La société d’Artur, Somnium Space, teste actuellement « live forever mode » à son siège social situé à Prague, en République tchèque, avant son lancement officiel. Somnium Space est une plateforme de métavers 3D accessible aux utilisateurs via un casque de réalité virtuelle. Dans cet espace, les utilisateurs évoluent sous la forme d’avatars pouvant jouer à des jeux, créer des œuvres d’art, assister à des événements et acheter ou vendre des biens virtuels à d’autres utilisateurs.
Depuis sa création en 2017, la plateforme a déjà été téléchargée 300 000 fois, et on y dénombre quotidiennement entre 50 et 250 utilisateurs connectés.
Artur utilise lui-même l’outil, son avatar prenant la forme d’un robot bleu.
« Vous avez une voix familière », déclare Artur, équipé d’un casque numérique.
« En réalité, je suis Artur », lui répond son avatar.
Le véritable Artur pose une question piège : « Tu sais que je suis Artur.

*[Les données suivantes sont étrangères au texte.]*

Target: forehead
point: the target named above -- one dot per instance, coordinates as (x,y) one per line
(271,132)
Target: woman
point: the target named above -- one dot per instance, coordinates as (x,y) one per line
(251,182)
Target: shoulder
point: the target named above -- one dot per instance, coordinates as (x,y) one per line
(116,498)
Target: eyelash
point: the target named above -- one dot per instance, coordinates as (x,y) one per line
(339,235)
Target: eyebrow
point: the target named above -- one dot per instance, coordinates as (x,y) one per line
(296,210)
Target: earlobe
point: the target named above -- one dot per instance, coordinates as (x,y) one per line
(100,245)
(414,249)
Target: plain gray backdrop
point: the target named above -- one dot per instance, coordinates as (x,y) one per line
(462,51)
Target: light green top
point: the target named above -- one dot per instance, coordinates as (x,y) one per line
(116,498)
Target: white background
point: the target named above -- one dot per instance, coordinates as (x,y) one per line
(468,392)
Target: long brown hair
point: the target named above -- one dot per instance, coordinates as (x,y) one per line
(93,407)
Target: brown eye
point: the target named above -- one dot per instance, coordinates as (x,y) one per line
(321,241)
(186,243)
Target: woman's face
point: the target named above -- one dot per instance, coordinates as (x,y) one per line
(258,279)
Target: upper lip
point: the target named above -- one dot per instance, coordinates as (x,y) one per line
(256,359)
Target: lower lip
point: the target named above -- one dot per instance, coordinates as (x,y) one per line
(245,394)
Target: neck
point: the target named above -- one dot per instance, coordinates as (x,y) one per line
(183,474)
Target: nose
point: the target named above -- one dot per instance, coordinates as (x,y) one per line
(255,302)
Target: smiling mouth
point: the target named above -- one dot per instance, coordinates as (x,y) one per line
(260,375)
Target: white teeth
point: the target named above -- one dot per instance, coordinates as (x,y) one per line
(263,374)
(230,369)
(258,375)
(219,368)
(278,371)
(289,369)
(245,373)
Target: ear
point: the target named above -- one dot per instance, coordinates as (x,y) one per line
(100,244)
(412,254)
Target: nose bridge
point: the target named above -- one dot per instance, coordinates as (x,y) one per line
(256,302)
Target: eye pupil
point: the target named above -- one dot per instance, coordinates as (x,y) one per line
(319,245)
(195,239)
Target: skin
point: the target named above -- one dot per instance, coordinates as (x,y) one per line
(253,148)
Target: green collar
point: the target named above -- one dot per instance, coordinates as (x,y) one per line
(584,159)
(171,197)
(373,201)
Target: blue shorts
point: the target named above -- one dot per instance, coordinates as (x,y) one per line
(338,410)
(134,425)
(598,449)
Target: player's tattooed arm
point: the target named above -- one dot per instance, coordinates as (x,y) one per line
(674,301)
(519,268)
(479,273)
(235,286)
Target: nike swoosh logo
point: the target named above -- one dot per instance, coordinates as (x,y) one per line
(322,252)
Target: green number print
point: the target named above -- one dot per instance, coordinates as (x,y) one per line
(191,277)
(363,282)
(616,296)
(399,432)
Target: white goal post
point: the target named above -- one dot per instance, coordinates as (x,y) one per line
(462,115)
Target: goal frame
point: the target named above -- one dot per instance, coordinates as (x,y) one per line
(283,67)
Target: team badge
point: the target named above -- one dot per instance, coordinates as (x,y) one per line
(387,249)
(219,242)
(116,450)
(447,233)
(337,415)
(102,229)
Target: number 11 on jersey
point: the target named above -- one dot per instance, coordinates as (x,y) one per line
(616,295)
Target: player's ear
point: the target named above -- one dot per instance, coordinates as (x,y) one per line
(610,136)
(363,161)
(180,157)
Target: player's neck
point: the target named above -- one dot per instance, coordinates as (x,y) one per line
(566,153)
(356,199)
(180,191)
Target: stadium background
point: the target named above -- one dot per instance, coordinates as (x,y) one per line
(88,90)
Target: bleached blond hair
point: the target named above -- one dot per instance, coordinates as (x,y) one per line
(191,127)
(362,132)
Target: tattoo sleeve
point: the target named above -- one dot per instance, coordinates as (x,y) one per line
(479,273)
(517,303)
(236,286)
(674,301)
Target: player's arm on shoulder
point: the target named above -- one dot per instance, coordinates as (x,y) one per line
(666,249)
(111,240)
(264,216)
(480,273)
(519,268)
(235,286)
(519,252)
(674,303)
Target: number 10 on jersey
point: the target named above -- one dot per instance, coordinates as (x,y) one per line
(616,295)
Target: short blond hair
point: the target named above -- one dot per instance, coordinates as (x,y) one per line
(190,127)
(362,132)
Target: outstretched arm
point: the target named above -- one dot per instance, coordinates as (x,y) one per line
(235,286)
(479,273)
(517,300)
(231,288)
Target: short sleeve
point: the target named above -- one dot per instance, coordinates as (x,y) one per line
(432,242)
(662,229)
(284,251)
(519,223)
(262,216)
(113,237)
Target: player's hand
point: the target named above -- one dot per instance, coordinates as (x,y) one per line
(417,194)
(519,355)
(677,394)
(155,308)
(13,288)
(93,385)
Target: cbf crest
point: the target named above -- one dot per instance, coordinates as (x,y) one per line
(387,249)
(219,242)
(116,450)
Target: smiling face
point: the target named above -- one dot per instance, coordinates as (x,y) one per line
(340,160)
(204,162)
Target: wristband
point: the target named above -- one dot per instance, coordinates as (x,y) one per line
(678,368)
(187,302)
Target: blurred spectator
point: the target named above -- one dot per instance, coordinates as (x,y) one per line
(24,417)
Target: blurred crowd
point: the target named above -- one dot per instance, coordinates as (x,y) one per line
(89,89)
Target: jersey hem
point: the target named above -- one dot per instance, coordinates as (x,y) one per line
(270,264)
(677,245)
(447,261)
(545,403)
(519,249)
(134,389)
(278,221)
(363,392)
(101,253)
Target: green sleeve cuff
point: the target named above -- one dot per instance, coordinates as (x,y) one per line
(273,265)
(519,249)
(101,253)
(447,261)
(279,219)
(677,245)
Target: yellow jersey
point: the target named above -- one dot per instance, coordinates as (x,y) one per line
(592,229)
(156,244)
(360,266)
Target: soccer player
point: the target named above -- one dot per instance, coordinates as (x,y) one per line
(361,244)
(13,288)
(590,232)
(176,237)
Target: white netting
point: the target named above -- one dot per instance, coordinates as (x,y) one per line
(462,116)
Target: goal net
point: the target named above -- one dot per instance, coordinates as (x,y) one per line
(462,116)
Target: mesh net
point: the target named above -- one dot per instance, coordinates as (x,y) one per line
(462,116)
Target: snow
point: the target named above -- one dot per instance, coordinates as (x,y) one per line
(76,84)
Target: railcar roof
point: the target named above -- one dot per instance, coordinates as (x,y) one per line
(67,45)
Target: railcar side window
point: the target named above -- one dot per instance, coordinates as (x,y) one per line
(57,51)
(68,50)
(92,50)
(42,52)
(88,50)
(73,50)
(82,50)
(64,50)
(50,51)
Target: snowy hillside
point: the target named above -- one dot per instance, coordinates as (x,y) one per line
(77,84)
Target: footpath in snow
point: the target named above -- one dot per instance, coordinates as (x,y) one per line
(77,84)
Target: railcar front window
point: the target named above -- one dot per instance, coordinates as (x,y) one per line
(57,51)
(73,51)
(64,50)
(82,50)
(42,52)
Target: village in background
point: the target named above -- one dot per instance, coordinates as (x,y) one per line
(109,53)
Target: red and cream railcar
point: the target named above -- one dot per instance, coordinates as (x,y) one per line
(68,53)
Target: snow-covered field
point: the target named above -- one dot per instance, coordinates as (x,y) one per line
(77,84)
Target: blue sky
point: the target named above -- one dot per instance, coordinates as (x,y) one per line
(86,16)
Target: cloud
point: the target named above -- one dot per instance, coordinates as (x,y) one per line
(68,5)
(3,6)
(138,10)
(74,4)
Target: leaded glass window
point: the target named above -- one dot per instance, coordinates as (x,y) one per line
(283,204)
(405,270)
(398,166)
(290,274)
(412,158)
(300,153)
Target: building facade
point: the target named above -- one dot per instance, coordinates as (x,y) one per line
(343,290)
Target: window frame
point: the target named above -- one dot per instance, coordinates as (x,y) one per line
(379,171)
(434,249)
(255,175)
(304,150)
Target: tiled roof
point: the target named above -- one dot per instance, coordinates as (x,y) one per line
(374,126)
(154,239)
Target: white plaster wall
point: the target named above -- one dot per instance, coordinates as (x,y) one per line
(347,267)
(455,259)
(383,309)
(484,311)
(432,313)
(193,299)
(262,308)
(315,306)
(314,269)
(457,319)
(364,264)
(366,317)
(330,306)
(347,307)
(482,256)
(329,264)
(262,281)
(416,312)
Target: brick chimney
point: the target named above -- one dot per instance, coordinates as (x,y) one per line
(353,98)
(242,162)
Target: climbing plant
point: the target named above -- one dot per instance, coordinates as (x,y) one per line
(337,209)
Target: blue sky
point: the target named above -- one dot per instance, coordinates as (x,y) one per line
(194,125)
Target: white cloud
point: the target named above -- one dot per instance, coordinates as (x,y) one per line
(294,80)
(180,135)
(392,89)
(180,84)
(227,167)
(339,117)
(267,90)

Tu n’es pas Artur. Qui es-tu ? »
L’avatar le taquine : « Je vois que vous essayez de placer une blague. On dirait qu’on vous a coupé la parole. Voulez-vous la terminer ? »
Lorsque j’ai moi-même essayé la technologie, un utilisateur connu sous le pseudonyme d’UltraLord m’a « serré » la main de mon avatar et m’a saluée d’un câlin virtuel. Bien qu’aucune sensation physique ne soit ressentie, j’ai eu l’impression d’être enlacé.
[Imagen représentant Artur Sychov présentant la technologie à Arthi Nachiappan de Sky News]
Pour certains utilisateurs, l’idée de perpétuer leur héritage est un facteur de motivation.
UltraLord, originaire de Budapest en Hongrie, trouve le concept d’immortalité enthousiasmant.
« D’une certaine manière, nous souhaitons tous vivre éternellement à travers nos actions, et que l’idée de nous-mêmes, notre héritage, perdure à travers les générations », explique-t-il.
« Ainsi, pouvoir créer une image de moi-même que les générations futures pourront consulter et en quelque sorte, à laquelle elles pourront parler et réfléchir, est très excitant ».
Il souhaite que son avatar lui survive afin que ses futurs proches puissent en faire l’expérience.
Il ajoute : « Au lieu que mes enfants n’aient que des histoires à mon sujet et se fassent une vague idée de qui j’étais par le passé, ils pourront réellement me parler et savoir qui j’étais, ce qui leur donnera un sentiment d’identité plus fort ».
UltraLord est conscient qu’il crée quelque chose qu’il ne pourra pas contrôler après sa mort, mais il a fait la paix avec cette idée.
« Si jamais ça devenait incontrôlable, alors j’ignore quoi faire », dit-il. « Enfin, je ne serais plus là pour faire quoi que ce soit… »
Le lancement officiel de l’outil « live forever mode » est prévu pour plus tard cette année, mais de nombreuses questions restent sans réponse.
L’accès se fera par le biais d’un abonnement payant, mais le montant de cet abonnement n’a pas encore été défini, tout comme la question de savoir qui paiera après la mort du créateur.